Here is the kicker. When Genspark raises $100 million and lands at a $2.6 Billion valuation, it is not yet in the conversation with Perplexity, which was raising at a $9 billion valuation around the same time. That gap is large.

But the trajectory is the story. $1.6 Billion to $2.6 Billion in eight months is not a fluke. That is a product doing something right.

And the user number behind that valuation is what makes it credible. At the time of the raise, Genspark had over 2 million monthly active users. That is not beta testers. That is not press-driven curiosity. That is people making a choice to use something different, repeatedly, when Google is one tab away. Changing a search habit is genuinely hard. Anyone who has tried to get their parents to use a different browser knows exactly what I mean.

The $2.6 Billion is not a dream number. It is anchored in real usage.

How Genspark Is Different From Google Search

The reality is that most “Google killers” die quiet deaths. They build slightly cleaner interfaces, slap an AI badge on them, and wonder why users do not switch. Genspark is doing something structurally different.

Google ranks pages. Genspark builds them. Fresh, on demand, for your specific query. That is the core difference and it is not a small one.

The Deep Research feature makes this even clearer. Submit a complex question, and Genspark will spend up to 30 minutes pulling from over one million words of source material across more than a thousand sources. Yes, 30 minutes. That sounds slow until you realize you just asked it something that would have taken you a full afternoon to research manually.

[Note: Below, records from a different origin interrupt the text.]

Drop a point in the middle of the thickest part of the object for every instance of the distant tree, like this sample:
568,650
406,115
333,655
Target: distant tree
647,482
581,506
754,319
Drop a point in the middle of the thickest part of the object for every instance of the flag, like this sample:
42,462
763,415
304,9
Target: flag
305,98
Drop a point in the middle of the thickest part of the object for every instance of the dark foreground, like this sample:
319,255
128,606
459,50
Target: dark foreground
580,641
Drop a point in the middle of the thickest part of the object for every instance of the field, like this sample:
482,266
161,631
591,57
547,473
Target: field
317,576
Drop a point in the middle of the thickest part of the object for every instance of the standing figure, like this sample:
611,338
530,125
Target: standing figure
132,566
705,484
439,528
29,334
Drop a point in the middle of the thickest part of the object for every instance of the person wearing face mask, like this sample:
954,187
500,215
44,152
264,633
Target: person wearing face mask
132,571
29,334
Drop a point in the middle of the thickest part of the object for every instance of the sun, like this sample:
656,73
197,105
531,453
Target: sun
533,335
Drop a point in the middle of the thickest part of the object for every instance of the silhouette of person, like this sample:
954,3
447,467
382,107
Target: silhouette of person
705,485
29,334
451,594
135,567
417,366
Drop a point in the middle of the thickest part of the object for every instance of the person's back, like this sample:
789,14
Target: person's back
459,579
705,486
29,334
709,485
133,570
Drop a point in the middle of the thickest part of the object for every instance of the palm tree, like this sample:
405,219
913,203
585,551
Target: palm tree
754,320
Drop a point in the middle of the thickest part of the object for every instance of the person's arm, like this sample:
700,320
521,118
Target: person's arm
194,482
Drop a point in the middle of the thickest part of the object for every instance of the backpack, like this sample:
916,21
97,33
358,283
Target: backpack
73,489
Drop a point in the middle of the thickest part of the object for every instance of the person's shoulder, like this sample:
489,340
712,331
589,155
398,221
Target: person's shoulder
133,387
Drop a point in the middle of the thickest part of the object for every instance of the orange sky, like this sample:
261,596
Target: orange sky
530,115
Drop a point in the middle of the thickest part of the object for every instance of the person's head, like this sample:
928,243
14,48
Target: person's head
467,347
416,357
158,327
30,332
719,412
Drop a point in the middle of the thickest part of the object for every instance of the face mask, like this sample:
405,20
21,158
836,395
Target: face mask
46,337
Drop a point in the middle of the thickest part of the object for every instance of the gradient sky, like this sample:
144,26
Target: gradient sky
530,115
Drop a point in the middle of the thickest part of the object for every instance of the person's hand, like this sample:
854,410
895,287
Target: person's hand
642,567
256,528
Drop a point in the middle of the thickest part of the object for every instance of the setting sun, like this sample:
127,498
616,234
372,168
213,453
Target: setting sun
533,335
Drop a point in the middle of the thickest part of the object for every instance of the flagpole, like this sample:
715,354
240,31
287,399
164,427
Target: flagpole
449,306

Google is experimenting with AI overviews. OpenAI added search to ChatGPT. Perplexity built a real following. The space is genuinely crowded. But nobody else is running your query through multiple competing AI models simultaneously, reconciling their differences, and serving you one synthesized answer. That is Genspark’s actual edge and it is harder to replicate than it looks.

Genspark’s Growth: 2 Million Monthly Active Users

Two million monthly active users before a Series A closes. Let that sit for a second.

Search is probably the hardest habit to break in consumer tech. Google has been the default for over two decades. The muscle memory is deep. So when a startup reports 2 million people coming back to use their search engine month after month, that is a signal worth paying attention to.

And the growth did not stop there. By November 2025, after launching its business product, Genspark crossed $50 million in annualized run rate within five months. One of the fastest growth rates in the AI industry that year. The 2 million monthly active users at Series A was not a peak. It was a starting line.

What Genspark Plans to Do With the $100 Million

Genspark did not release a detailed breakdown of how the $100 million would be spent. But you do not need a press release to figure out where the money has to go.

Running queries through OpenAI, Anthropic, and Google models simultaneously is expensive. Every single search costs more than a traditional query. Scaling that infrastructure as the user base grows is not cheap. Compute is almost certainly the biggest line item.

Product development comes next. The mixture-of-agents approach needs constant updating as newer, more capable models come out. Staying competitive means the model stack cannot be static.

But here is what I think most people underestimate. Distribution. Getting from 2 million users to 20 million requires a different playbook than what got you to 2 million. That means sales, partnerships, and going after enterprise customers who will pay for the depth that Genspark offers.

And that $100 million was clearly enough to get the engine going. By November 2025, the company raised a $275 million Series B at a $1.25 billion valuation. Unicorn status in 20 months from founding.

The reality is that AI search is one of the very few categories where a startup can make a serious run at a trillion-dollar incumbent. Genspark raises $100 million not just to build something better, but to prove that the most valuable piece of internet real estate in history is finally up for grabs. And based on what happened next, they made a compelling case.